Re: [PATCH v4 5/7] x86/resctrl: Determine if Sub-NUMA Cluster is enabled and initialize.

From: Reinette Chatre
Date: Mon Aug 28 2023 - 13:07:12 EST


Hi Tony,

On 8/25/2023 10:49 AM, Tony Luck wrote:
> On Fri, Aug 11, 2023 at 10:32:29AM -0700, Reinette Chatre wrote:
>> On 7/22/2023 12:07 PM, Tony Luck wrote:

...

>>> +static const struct x86_cpu_id snc_cpu_ids[] __initconst = {
>>> + X86_MATCH_INTEL_FAM6_MODEL(ICELAKE_X, 0),
>>> + X86_MATCH_INTEL_FAM6_MODEL(SAPPHIRERAPIDS_X, 0),
>>> + X86_MATCH_INTEL_FAM6_MODEL(EMERALDRAPIDS_X, 0),
>>> + {}
>>> +};
>>> +
>>> +/*
>>> + * There isn't a simple enumeration bit to show whether SNC mode
>>> + * is enabled. Look at the ratio of number of NUMA nodes to the
>>> + * number of distinct L3 caches.

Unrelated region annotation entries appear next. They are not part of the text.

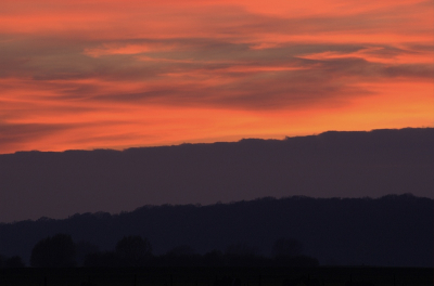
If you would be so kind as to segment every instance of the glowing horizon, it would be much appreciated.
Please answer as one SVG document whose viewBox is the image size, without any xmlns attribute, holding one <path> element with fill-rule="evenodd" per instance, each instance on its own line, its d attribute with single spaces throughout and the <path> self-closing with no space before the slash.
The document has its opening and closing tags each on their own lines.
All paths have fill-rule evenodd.
<svg viewBox="0 0 434 286">
<path fill-rule="evenodd" d="M 0 3 L 0 154 L 434 127 L 434 3 Z"/>
</svg>

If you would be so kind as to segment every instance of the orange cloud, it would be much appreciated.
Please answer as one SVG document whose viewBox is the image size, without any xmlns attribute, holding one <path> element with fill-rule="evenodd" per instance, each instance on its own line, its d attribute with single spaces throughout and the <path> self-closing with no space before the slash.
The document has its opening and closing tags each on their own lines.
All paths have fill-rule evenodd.
<svg viewBox="0 0 434 286">
<path fill-rule="evenodd" d="M 432 1 L 0 3 L 0 153 L 433 126 Z"/>
</svg>

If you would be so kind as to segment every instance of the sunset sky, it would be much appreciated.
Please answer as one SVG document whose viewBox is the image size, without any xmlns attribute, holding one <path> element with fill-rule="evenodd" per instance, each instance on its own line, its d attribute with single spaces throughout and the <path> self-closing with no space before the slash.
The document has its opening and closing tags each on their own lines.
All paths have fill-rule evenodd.
<svg viewBox="0 0 434 286">
<path fill-rule="evenodd" d="M 0 154 L 434 127 L 432 0 L 1 0 Z"/>
</svg>

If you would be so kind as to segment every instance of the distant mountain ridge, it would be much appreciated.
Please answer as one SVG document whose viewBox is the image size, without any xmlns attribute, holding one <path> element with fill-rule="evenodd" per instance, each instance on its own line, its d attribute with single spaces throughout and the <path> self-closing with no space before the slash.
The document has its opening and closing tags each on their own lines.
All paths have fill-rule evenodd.
<svg viewBox="0 0 434 286">
<path fill-rule="evenodd" d="M 144 206 L 131 212 L 77 213 L 0 224 L 0 255 L 29 259 L 56 233 L 113 250 L 124 235 L 146 237 L 155 255 L 187 245 L 199 253 L 245 244 L 269 256 L 282 237 L 303 243 L 320 264 L 433 265 L 434 200 L 409 194 L 381 198 L 266 197 L 208 206 Z"/>
<path fill-rule="evenodd" d="M 273 196 L 434 198 L 434 128 L 0 155 L 0 221 Z"/>
</svg>

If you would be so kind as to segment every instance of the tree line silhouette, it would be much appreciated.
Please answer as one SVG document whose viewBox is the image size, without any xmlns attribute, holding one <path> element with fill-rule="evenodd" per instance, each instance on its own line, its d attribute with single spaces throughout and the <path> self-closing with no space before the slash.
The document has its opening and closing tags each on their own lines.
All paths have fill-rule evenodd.
<svg viewBox="0 0 434 286">
<path fill-rule="evenodd" d="M 138 266 L 318 266 L 316 258 L 303 255 L 303 245 L 293 238 L 280 238 L 271 257 L 257 253 L 245 243 L 229 245 L 226 251 L 213 250 L 199 255 L 188 245 L 177 246 L 164 255 L 154 256 L 150 242 L 140 235 L 124 236 L 112 251 L 99 251 L 97 246 L 75 244 L 68 234 L 55 234 L 38 242 L 30 256 L 34 268 L 138 268 Z M 23 266 L 23 265 L 22 265 Z"/>
<path fill-rule="evenodd" d="M 118 214 L 77 213 L 63 220 L 0 223 L 0 266 L 17 261 L 12 259 L 15 256 L 30 265 L 34 247 L 62 233 L 74 237 L 76 265 L 84 265 L 89 253 L 97 253 L 94 263 L 102 256 L 118 263 L 116 244 L 124 236 L 139 235 L 152 245 L 151 261 L 158 265 L 184 260 L 191 264 L 279 264 L 272 246 L 278 247 L 281 237 L 292 237 L 303 243 L 303 253 L 322 265 L 431 266 L 433 209 L 433 199 L 409 194 L 298 196 L 209 206 L 143 206 Z M 251 258 L 243 260 L 248 256 L 239 253 L 251 253 Z"/>
</svg>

Take care to skip memory-only nodes.
>>> + */
>>> +static __init int get_snc_config(void)
>>> +{
>>> + unsigned long *node_caches;
>>> + int mem_only_nodes = 0;
>>> + int cpu, node, ret;
>>> +
>>> + if (!x86_match_cpu(snc_cpu_ids))
>>> + return 1;
>>> +
>>> + node_caches = kcalloc(BITS_TO_LONGS(nr_node_ids), sizeof(*node_caches), GFP_KERNEL);
>>> + if (!node_caches)
>>> + return 1;
>>> +
>>> + cpus_read_lock();
>>> + for_each_node(node) {
>>> + cpu = cpumask_first(cpumask_of_node(node));
>>> + if (cpu < nr_cpu_ids)
>>> + set_bit(get_cpu_cacheinfo_id(cpu, 3), node_caches);
>>> + else
>>> + mem_only_nodes++;
>>> + }
>>> + cpus_read_unlock();
>>
>> I am not familiar with the numa code at all so please correct me
>> where I am wrong. I do see that nr_node_ids is initialized with __init code
>> so it should be accurate at this point. It looks to me like this initialization
>> assumes that at least one CPU per node will be online at the time it is run.
>> It is not clear to me that this assumption would always be true.
>
> Resctrl initialization is kicked off as a late_initcall(). So all CPUs
> and devices are fully initialized before this code runs.
>
> Resctrl can't be moved to an "init" state before CPUs are brought online
> because it makes a call to cpuhp_setup_state() to get callbacks for
> online/offline CPU events ... that call can't be done early.

Apologies but this is not so obvious to me. From what I understand a
system need not be booted with all CPUs online. CPUs can be brought
online at any time.

>>> +
>>> + ret = (nr_node_ids - mem_only_nodes) / bitmap_weight(node_caches, nr_node_ids);
>>> + kfree(node_caches);
>>> +
>>> + if (ret > 1)
>>> + rdt_resources_all[RDT_RESOURCE_L3].r_resctrl.mon_scope = MON_SCOPE_NODE;
>>> +
>>> + return ret;
>>> +}
>>> +


Reinette